Alright folks, I finally got off my butt last night and put together a roadmap for the migration to the new rc.d init scripts that were imported from NetBSD a long time ago and just sat in the tree.
M1 (Patch included)
Setup infrastructure
Make rcorder compile
Hook rc.subr into the distribution (and mergemaster)
Hook rcorder into the world
Add toggle in rc.conf to switch between rc_ng and current boot
scripts
M2
Get FreeBSD to boot with the new boot scripts
Rewrite the /etc/rc.d scripts to work with FreeBSD
M3
Add some FreeBSD specific support into rc.subr
M4
Add true dependency checking to the infrastructure so that
starting nfsd will start mountd and rpcbind
add support into rc.subr
Add dependencies into rc.d scripts
I'd like a couple of people to take a look at this and then I'll submit a pr for it if there aren't too many objections. I'm expecting M2 to run into quite a bikeshed, but hey, I got my nice shiny asbestos back from the cleaners.
The FreeBSD C99/POSIX Conformance Project aims to implement all requirements of the C99 Standard and the latest 1003.1-200x POSIX draft (currently Draft 7). In cases where aspects of the standard cannot be followed, those aspects will be documented in the c99(7) or posix(7) manuals. It is also an aim of this project to implement regression tests to ensure correctness whenever possible.

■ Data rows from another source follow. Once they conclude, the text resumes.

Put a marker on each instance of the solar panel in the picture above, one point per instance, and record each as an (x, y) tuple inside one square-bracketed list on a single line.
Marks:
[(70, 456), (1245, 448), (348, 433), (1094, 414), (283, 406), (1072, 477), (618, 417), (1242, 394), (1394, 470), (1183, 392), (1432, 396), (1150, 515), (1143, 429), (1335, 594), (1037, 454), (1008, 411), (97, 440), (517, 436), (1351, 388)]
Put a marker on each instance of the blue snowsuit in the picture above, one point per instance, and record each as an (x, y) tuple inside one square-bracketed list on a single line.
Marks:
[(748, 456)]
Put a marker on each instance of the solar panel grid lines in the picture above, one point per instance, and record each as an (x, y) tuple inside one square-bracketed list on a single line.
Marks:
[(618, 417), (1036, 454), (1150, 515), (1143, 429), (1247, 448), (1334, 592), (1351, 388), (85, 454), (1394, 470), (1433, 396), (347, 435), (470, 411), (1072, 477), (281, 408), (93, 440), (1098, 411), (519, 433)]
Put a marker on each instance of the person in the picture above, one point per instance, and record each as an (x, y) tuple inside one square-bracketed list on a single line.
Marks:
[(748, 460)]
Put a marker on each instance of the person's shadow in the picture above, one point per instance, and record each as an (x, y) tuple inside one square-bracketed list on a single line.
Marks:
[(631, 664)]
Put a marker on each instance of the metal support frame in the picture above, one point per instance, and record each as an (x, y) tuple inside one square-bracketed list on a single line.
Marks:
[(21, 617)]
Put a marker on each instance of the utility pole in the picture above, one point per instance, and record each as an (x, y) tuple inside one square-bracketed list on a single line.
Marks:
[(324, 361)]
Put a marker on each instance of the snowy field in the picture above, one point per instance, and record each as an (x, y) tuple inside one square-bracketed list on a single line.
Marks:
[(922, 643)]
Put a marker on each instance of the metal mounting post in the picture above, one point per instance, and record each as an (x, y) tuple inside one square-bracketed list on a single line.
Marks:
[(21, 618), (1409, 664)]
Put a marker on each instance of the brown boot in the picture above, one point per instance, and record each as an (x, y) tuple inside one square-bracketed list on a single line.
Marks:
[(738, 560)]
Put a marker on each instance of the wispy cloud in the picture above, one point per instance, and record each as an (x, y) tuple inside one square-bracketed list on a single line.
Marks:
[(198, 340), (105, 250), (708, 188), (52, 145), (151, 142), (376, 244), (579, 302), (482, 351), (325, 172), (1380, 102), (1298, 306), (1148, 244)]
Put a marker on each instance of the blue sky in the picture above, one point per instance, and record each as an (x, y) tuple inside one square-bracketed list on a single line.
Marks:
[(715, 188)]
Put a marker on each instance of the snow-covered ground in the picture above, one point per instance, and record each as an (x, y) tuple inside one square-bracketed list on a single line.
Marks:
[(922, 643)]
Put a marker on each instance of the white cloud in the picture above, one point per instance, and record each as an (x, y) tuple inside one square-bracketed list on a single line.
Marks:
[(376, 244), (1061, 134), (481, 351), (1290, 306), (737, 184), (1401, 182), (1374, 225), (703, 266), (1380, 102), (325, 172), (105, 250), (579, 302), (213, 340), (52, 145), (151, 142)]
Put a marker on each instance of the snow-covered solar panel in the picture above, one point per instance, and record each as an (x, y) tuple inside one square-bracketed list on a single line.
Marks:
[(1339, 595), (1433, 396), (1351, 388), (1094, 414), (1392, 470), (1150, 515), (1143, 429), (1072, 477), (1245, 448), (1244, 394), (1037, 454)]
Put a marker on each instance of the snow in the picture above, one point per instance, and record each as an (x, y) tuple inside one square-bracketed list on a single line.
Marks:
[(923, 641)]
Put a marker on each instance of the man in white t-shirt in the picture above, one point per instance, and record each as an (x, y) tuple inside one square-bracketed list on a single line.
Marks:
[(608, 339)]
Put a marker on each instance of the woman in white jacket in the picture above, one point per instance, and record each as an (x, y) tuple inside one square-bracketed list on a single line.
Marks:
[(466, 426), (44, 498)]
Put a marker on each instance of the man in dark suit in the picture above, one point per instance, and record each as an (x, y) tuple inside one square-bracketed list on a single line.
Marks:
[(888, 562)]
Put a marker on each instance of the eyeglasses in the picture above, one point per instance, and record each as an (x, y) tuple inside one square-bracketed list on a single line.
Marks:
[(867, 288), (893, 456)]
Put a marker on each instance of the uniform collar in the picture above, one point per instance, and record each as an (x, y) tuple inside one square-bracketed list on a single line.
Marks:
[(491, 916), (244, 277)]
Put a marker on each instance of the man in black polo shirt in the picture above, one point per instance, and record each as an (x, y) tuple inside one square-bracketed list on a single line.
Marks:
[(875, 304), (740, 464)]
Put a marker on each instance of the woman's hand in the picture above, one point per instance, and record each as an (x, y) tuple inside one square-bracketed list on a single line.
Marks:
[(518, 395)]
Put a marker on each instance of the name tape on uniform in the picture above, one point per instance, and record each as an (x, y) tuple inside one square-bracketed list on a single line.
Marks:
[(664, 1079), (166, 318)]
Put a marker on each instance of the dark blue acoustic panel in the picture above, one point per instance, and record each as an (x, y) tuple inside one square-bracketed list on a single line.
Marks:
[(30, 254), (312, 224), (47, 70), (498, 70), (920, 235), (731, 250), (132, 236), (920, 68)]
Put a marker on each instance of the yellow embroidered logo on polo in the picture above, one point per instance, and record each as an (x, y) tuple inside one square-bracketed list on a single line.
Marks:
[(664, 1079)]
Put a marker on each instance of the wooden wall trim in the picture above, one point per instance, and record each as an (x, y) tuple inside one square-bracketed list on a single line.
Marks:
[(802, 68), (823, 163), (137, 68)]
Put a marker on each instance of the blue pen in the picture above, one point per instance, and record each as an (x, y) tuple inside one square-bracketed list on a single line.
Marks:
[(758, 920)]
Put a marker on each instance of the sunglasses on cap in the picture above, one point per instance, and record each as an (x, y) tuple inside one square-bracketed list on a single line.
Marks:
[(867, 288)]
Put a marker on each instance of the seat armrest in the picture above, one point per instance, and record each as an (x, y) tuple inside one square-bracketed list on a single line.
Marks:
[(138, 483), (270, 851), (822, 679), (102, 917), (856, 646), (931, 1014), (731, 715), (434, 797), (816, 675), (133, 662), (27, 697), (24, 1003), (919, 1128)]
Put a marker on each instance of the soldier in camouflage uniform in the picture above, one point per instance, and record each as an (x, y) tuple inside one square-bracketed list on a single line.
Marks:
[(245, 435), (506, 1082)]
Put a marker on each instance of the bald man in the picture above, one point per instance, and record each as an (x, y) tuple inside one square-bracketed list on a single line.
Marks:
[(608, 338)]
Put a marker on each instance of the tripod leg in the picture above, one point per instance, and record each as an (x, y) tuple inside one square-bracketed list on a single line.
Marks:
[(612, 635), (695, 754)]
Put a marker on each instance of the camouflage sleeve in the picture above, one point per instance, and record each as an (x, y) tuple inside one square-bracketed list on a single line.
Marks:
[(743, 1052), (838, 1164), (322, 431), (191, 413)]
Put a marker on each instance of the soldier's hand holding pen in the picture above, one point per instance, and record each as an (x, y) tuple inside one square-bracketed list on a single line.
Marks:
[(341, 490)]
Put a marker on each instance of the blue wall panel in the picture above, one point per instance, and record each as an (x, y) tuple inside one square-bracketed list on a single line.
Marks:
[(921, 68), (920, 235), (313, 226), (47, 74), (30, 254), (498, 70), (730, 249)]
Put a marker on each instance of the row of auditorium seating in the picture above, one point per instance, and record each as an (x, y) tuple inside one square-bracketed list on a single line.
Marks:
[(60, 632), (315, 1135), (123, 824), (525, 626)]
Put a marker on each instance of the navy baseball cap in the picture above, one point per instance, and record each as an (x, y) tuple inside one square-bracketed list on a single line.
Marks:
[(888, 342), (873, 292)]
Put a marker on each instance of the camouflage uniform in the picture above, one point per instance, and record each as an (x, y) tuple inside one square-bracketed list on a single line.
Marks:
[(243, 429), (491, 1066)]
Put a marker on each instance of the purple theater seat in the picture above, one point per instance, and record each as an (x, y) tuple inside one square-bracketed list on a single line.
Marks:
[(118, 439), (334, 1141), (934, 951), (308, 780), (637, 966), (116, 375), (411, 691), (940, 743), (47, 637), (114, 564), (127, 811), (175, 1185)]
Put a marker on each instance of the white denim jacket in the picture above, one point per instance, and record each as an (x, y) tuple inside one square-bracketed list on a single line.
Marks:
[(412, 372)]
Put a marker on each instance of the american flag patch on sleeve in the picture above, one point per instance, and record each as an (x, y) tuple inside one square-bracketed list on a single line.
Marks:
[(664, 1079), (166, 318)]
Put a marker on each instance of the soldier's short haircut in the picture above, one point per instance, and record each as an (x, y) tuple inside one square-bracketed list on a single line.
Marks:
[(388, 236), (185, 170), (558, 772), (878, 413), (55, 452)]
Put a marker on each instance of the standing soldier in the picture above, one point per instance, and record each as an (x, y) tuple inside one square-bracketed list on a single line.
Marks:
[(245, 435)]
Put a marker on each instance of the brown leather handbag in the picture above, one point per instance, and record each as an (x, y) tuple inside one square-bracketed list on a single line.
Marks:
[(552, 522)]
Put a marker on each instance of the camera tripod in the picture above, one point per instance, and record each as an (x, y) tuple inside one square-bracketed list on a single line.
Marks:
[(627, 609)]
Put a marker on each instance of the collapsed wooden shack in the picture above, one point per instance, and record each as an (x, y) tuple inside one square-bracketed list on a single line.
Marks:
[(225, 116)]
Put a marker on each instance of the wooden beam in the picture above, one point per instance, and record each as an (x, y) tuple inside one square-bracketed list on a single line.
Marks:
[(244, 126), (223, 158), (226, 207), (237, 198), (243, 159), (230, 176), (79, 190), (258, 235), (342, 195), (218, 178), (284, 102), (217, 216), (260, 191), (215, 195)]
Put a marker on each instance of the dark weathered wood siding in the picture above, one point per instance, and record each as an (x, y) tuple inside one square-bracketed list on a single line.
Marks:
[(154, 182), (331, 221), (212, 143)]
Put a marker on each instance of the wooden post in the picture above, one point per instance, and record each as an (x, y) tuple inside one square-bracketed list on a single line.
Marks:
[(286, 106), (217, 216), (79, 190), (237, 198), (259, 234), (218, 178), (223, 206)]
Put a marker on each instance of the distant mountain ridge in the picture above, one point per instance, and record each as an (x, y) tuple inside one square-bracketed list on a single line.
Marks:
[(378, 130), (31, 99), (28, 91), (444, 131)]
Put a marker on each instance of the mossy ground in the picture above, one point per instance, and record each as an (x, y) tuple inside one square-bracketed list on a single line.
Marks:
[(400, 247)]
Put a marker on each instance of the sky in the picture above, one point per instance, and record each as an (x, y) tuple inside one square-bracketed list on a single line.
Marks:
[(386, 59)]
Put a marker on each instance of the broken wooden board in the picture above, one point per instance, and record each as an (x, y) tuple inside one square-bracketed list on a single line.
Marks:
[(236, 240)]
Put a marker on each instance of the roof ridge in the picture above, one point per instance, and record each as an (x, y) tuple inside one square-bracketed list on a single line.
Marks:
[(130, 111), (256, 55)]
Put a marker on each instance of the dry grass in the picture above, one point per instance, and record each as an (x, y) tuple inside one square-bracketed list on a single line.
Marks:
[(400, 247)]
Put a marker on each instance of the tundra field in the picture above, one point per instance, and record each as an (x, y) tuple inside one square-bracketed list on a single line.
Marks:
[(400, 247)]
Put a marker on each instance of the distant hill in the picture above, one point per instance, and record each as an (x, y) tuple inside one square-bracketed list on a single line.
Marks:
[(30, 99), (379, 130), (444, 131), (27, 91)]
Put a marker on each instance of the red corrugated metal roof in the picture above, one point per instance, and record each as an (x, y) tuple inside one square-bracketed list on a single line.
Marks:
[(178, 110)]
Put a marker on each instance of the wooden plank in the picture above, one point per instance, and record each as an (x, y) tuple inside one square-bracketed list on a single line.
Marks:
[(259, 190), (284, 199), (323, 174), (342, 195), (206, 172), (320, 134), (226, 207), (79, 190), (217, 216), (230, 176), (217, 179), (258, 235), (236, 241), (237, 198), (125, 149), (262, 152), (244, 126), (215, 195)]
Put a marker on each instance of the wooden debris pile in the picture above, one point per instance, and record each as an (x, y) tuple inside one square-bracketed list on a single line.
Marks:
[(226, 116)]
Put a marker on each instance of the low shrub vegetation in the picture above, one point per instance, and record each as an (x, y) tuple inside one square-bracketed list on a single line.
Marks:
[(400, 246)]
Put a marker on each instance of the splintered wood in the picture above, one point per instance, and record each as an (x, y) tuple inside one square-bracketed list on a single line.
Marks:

Patches that implement the <stdint.h> and <inttypes.h> headers, and modifications to printf(3) have been developed and will be committed shortly. They will allow us to use some of the new types C99 introduces, such as intmax_t and the printf(3) conversion specifier "%j".
Some progress has been made on the proc locking this month. Also, a new LOCK_DEBUG macro was defined to allow some locking infrastructure to be more efficient. Kernels now only include the filenames of files calling mutex, sx, or semaphore lock operations if the filenames are needed. Also, mutex operations are no longer inlined if any debugging options are turned on. The ucred API was also overhauled to be more locking friendly. A group has also started investigating the tty subsystem to design and possibly implement a locking strategy.